Many of you could write a book based upon your many wonderful
experiences related to the moon. So could I! Growing up in
Kewaunee, we boys spent countless hours at the Lake Michigan
beach watching the moon slowly rise above the horizon. How we
enjoyed those quiet, private, precious times.
One of my most memorable "moon" experiences occurred
in early November of 1971. I had met Charlotte Koch that
previous August at the Ridges Sanctuary and began courting her,
my problem being that I had to drive all the way to Milwaukee,
her hometown, to do so! It was while driving home after
midnight, my "head in the clouds," (I still had not
proposed marriage to her) that I encountered the moon slowly
rising above Lake Michigan. The very next morning I wrote the
following story, over 28 years ago.
"A waning butter-colored last quarter moon,
breathtakingly close, has inched its way up into the clear cold
November nighttime sky, lacing the fleecy clouds riding the lake
horizon beneath it with silvery edgings. My route home from
Milwaukee has taken me north of Algoma along the dark and lonely
county highway paralleling and hugging the Lake Michigan shore,
riding high on top of the steep clay banks. Now and then the
road dips lower and closer to the lake suddenly opening the long,
shimmering, mirror-studded ribbon of moon reflection, brilliant
and choppy away from the shore, glassy smooth with gentle swells
just off shore, protected there from the west wind by the lake
bank.
"Orion, broadcasting winter, lies low on his side just
above Lake Michigan to the east. High above, over his head,
twinkling – are the Pleiades, Seven Sisters to many people. Home
now, I stand outside the back kitchen door for the longest time
looking out over the moonlit meadow and spruces, listening,
thinking, wishing, drinking in the brisk evening beauty. I
purposely breathe slowly and easily, as quietly as I can. Not
one single man-made sound – not one! Indescribably beautiful!
"There is something magical and captivating about this
kind of sky, such that I don’t want to miss admiring a single
one, just as though suddenly the moon and stars might go into
hiding and never again decorate the night sky. No more starlight
nights! Could you possibly imagine such a happening?
"Ask your friends, your family, your teachers, ‘Which
planets dot the visible heavens this night, or now about that
brilliant star hanging low in the east now (before sunrise!), or
which constellations pattern the dark fall sky?’ Chances are
your answers will be few, if any.
"Suppose that a new ‘star schedule’ came to be, that for
some reason or other the stars and the moon would come into view
only once a year, or five years, or ten years! How the people
would study and plan and prepare for this awesome spectacle.
Perhaps millions of TV’s, thanks to this stupendous event, would
be left dark, unwatched; people would be ‘unglued’ from them!
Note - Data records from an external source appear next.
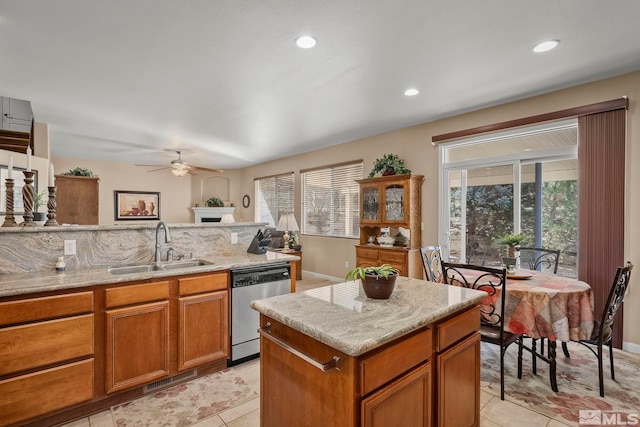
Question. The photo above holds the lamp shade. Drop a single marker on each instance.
(287, 222)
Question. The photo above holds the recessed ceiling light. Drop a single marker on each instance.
(545, 46)
(306, 42)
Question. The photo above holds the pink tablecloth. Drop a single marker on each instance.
(549, 306)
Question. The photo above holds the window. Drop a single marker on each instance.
(522, 180)
(330, 200)
(274, 197)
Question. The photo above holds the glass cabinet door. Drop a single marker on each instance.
(370, 203)
(394, 202)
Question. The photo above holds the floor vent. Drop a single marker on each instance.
(184, 376)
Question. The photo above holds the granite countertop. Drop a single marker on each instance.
(342, 317)
(50, 280)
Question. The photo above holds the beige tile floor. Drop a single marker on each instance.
(494, 412)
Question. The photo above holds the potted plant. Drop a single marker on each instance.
(39, 199)
(214, 202)
(377, 282)
(513, 242)
(389, 164)
(79, 172)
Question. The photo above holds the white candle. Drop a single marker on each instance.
(52, 182)
(28, 159)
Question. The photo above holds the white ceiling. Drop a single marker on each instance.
(223, 80)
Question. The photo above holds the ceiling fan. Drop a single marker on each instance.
(180, 168)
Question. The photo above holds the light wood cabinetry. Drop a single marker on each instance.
(77, 200)
(458, 370)
(391, 201)
(401, 383)
(67, 355)
(203, 326)
(46, 355)
(137, 335)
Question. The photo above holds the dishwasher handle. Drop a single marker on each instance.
(265, 332)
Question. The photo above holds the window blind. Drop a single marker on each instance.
(274, 197)
(330, 200)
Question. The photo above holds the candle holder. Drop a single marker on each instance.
(27, 199)
(51, 206)
(9, 219)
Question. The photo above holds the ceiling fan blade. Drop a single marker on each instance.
(155, 170)
(207, 169)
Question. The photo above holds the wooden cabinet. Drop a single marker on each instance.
(203, 326)
(391, 201)
(458, 370)
(77, 200)
(46, 355)
(137, 335)
(428, 377)
(378, 389)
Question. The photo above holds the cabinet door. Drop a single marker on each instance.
(396, 203)
(137, 345)
(370, 199)
(405, 402)
(459, 381)
(203, 329)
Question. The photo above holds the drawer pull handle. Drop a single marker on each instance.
(324, 367)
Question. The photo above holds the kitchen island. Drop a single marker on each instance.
(332, 356)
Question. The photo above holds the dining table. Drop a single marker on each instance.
(545, 305)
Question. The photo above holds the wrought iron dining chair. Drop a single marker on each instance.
(492, 281)
(603, 329)
(431, 262)
(540, 258)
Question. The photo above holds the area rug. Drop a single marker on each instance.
(577, 378)
(187, 403)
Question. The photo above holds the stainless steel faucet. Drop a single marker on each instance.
(167, 239)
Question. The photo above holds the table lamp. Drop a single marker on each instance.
(286, 223)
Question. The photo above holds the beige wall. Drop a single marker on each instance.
(329, 255)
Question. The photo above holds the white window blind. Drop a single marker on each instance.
(330, 200)
(274, 197)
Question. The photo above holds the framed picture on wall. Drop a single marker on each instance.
(18, 183)
(136, 205)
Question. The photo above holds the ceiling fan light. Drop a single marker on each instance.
(179, 172)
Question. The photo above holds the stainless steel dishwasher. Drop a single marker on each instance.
(250, 284)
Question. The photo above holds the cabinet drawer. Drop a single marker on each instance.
(371, 254)
(393, 257)
(40, 344)
(197, 285)
(45, 391)
(135, 294)
(29, 310)
(453, 330)
(386, 365)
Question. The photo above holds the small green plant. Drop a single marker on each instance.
(384, 270)
(512, 239)
(79, 172)
(214, 202)
(389, 164)
(39, 199)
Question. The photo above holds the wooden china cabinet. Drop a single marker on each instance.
(391, 201)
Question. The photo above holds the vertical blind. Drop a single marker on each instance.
(274, 197)
(330, 200)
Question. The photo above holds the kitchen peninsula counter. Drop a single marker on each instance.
(350, 360)
(50, 280)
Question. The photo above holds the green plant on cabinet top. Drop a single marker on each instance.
(389, 164)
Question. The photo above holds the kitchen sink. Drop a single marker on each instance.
(184, 264)
(129, 269)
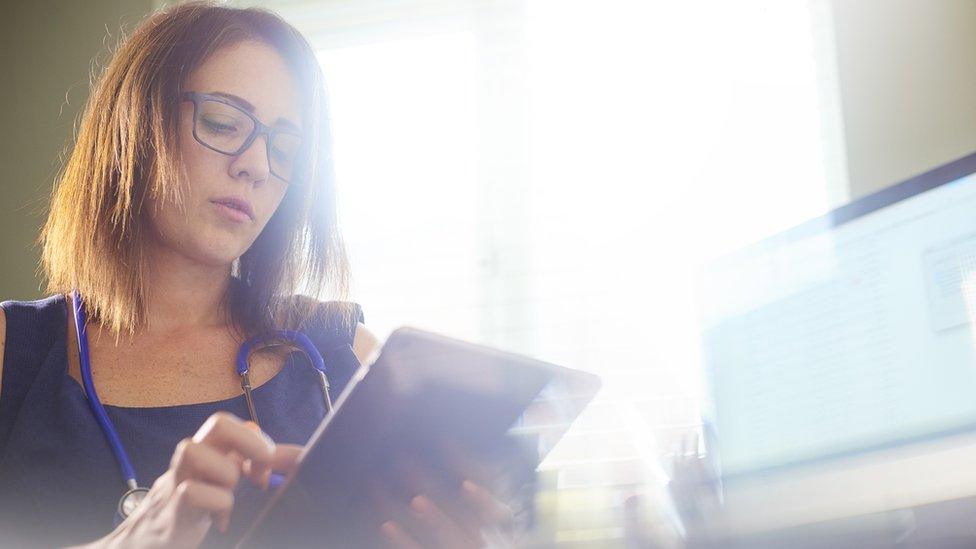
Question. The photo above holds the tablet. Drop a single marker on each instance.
(430, 411)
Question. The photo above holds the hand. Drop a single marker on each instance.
(198, 488)
(479, 521)
(423, 509)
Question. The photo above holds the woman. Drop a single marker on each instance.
(197, 201)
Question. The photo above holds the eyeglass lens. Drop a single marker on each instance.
(226, 129)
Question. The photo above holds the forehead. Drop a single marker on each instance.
(255, 72)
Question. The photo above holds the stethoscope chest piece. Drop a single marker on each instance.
(131, 500)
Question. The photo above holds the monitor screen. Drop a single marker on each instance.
(848, 333)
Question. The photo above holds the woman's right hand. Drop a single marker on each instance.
(198, 488)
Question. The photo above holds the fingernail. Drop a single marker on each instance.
(276, 480)
(389, 530)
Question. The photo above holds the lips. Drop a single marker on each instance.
(236, 203)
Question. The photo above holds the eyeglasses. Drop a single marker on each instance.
(222, 126)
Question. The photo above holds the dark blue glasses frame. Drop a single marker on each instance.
(260, 128)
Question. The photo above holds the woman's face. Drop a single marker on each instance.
(208, 228)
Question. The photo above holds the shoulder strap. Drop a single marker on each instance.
(33, 328)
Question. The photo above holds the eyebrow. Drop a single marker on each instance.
(244, 104)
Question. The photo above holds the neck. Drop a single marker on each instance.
(185, 294)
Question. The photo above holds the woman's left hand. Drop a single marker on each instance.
(479, 520)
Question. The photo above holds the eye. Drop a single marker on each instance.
(215, 125)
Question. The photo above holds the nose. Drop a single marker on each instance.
(252, 163)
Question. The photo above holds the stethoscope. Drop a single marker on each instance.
(135, 494)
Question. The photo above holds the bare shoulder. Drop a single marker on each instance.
(3, 339)
(365, 344)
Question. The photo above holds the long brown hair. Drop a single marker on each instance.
(126, 152)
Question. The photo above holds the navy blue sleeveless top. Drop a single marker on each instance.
(59, 480)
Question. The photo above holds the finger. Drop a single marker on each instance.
(229, 434)
(445, 531)
(285, 459)
(196, 500)
(397, 537)
(193, 460)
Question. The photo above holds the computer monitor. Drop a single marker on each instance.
(846, 344)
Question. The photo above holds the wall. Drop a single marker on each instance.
(46, 51)
(907, 72)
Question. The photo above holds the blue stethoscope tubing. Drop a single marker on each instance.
(134, 494)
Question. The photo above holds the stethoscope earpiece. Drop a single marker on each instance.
(135, 494)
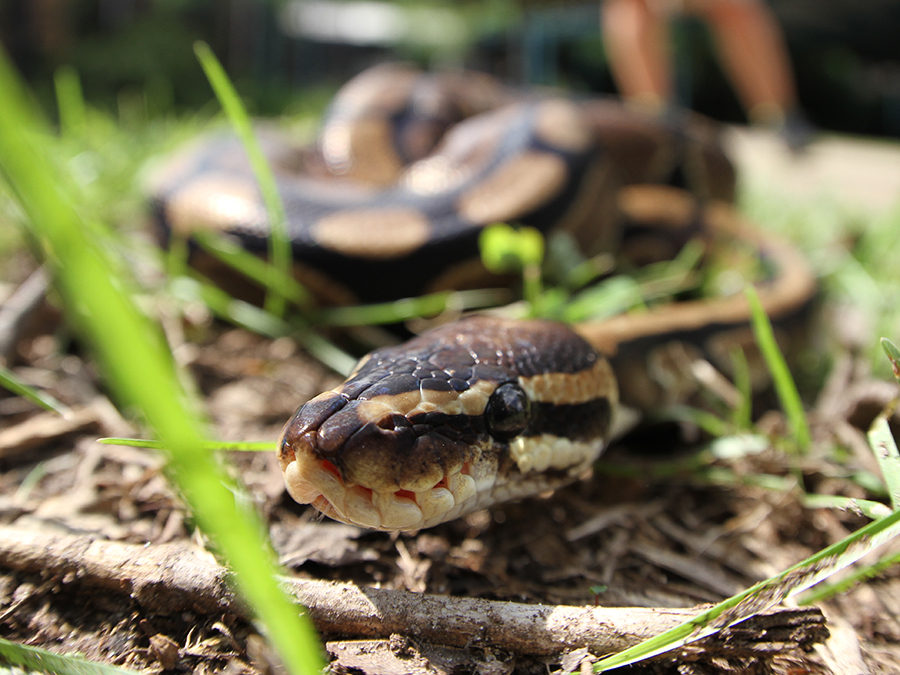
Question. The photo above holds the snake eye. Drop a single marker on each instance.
(508, 412)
"The quarter moon has climbed above the maples now,
smiling in its ‘eye-winking’ shape down upon the lake causing the
lower rangelight to stand out clearly. The bay appears to be
alive in its brilliance. It has been said that the amateur who
observes the moon phases systematically, night after night, is of
no ordinary breed. Study the revolution and rotation of the
earth and the revolution of the moon around it and you will
discover that the moon appears to rise about fifty minutes, on
the average, later each evening. It is already rising at
midnight just one week after full moon…
"Ancient Eskimos looked at the moon and its reflected
light as a man, so potent in its maleness that a young woman,
drinking of the moonlit water upon which this powerful virile god
had showered his light, could become pregnant. The gift of
silver to the race of man, originally in the form of shimmering
tears, came from moonlit waters, or so the Peruvian Indians
thought.
"Needless to say, modern man has erased for all time,
scores of these beautiful age-old legends and moon-mysteries with
his moon walks. But this will not change the spiritual splendor
of the moon rising over the lake horizon, nor will it dampen the
lonely melancholy howling and yipping of some great wild wolf of
the north, lured into song, too, by the golden beauty of the moon
poking up over the spires of the boreal forest.
"Don’t cast the moon, or the stars, out of your lives.
Study! Learn of their splendid intricacies and occurrences in
the night sky. Plan your calendar to regularly include this show
of shows, free of charge, increasing with excitement from night
to night as your knowledge grows. Perhaps you, too, will not
want to miss a single show. And somebody up there will like you!